Ai piani i sistemi si distribuiscono attraverso un anello, disposto in coincidenza con gli spazi di distribuzione, sul quale si attestano le ‘isole’ delle varie utilità ambientali (le stanze di degenza, gli ambulatori, i locali igienico-sanitari, ecc.).
Questo tipo di modularità permette di accorpare o separare i vani, senza intervenire sugli impianti generali, che possono continuare a funzionare a regime, a esempio si semplificano notevolmente le operazioni di manutenzione soprattutto in caso di guasto di una porzione d’impianto.
Ogni singola unità ambientale risulta dunque completamente indipendente da tutto il contesto impiantistico e la sua disattivazione non comporta alcun’influenza sui parametri funzionali o ambientali degli altri vani del padiglione.
Un altro importante parametro progettuale è il contenimento dei costi relativi alla realizzazione degli impianti elettrici.
La prassi progettuale tende ad adottare il raddoppio delle linee e dei quadri elettrici allo scopo di garantire la continuità di fornitura dei servizi, realizzando quindi due impianti coesistenti (normale e preferenziale) e dunque elevando notevolmente il costo globale del sistema. Nel caso specifico il progettato prevede la separazione delle utenze normali da quelle preferenziali già all’origine, attraverso un quadro generale posto in un apposito locale ricavato nel plenum aerato del piano interrato. Questa soluzione consente di contenere i costi mantenendo la continuità del servizio in caso venga a mancare l’alimentazione della linea normale.
I sistemi che consentono la realizzazione degli impianti di servizio, come a esempio quello di chiamata del personale da parte del degente, è progettato per garantire al paziente che il personale recepisca il segnale e possa gestirlo in qualsiasi postazione del reparto.

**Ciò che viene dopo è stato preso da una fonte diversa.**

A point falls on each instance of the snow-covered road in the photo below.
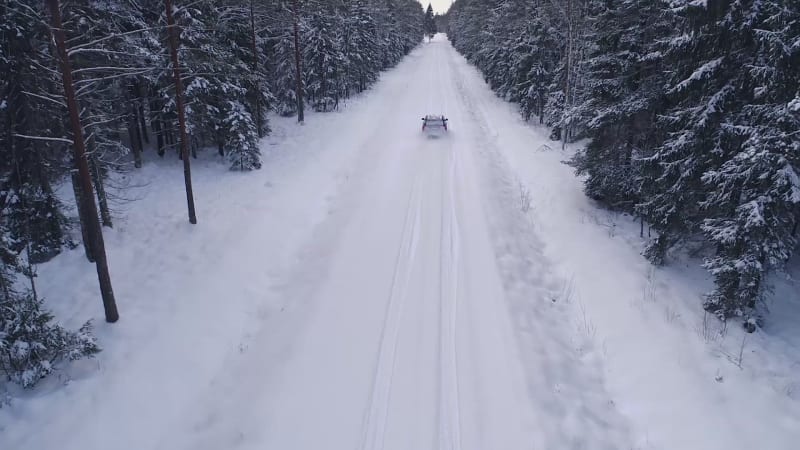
(407, 341)
(373, 288)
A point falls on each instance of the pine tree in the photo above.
(430, 22)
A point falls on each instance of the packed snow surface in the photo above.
(376, 288)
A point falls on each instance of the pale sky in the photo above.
(439, 6)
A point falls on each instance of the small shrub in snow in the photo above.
(31, 345)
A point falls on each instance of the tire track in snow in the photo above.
(375, 419)
(449, 407)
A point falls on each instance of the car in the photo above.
(434, 123)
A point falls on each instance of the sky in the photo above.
(439, 6)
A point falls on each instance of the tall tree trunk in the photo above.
(176, 70)
(95, 233)
(298, 62)
(99, 185)
(82, 217)
(157, 124)
(137, 93)
(257, 93)
(133, 135)
(567, 84)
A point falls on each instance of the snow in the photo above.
(371, 287)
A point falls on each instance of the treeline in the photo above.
(692, 109)
(238, 59)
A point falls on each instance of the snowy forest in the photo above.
(690, 111)
(237, 61)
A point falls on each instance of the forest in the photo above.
(688, 112)
(151, 79)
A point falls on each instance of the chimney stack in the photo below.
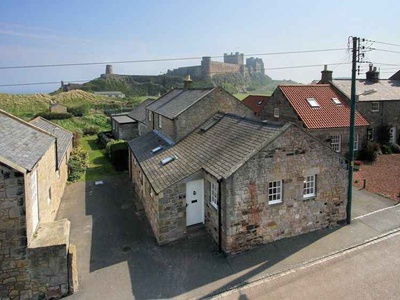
(186, 82)
(326, 75)
(372, 74)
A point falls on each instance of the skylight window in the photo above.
(156, 149)
(313, 103)
(167, 160)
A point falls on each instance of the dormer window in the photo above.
(167, 160)
(156, 149)
(313, 103)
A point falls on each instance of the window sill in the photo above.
(274, 203)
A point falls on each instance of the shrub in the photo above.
(54, 116)
(368, 153)
(386, 149)
(395, 148)
(90, 130)
(76, 139)
(77, 164)
(80, 110)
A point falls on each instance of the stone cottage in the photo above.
(178, 112)
(249, 182)
(139, 115)
(378, 101)
(33, 173)
(318, 108)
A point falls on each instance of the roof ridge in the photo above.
(26, 123)
(51, 123)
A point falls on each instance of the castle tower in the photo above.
(109, 70)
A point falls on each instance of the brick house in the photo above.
(318, 108)
(378, 101)
(180, 111)
(256, 103)
(139, 115)
(249, 182)
(123, 127)
(33, 172)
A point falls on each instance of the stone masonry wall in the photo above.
(251, 221)
(389, 114)
(24, 273)
(218, 100)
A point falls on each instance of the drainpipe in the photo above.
(219, 216)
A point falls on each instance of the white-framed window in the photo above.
(275, 192)
(160, 121)
(375, 106)
(309, 186)
(214, 194)
(336, 142)
(276, 112)
(356, 142)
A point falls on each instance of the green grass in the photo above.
(99, 166)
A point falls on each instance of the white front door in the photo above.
(194, 202)
(35, 205)
(393, 134)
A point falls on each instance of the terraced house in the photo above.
(33, 173)
(248, 182)
(321, 110)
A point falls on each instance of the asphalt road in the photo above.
(370, 272)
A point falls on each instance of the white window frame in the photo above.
(276, 112)
(275, 192)
(159, 121)
(214, 194)
(356, 142)
(336, 142)
(309, 186)
(375, 106)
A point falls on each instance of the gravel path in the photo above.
(383, 176)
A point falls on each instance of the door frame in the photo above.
(201, 200)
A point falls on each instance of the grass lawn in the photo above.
(99, 166)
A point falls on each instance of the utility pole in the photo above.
(355, 49)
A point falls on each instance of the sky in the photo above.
(75, 31)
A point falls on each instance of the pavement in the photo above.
(118, 257)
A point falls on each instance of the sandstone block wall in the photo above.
(251, 221)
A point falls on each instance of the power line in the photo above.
(214, 73)
(160, 59)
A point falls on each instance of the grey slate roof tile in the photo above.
(139, 112)
(220, 150)
(176, 101)
(64, 137)
(22, 143)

L’intero padiglione è stato cablato per consentire da ogni posto letto, o postazione medica e di controllo, il collegamento alla rete informatica dell’Azienda Ospedaliera, allo scopo di consentire l’accesso alle cartelle cliniche, ai risultati delle analisi, e più in generale agli archivi digitali.
Seguendo le tendenze contemporanee del ‘principio di ospedalizzazione’, anche ogni ambiente destinato ad accogliere i pazienti è predisposto per il collegamento alla rete internet, alla rete telefonica e a quella televisiva.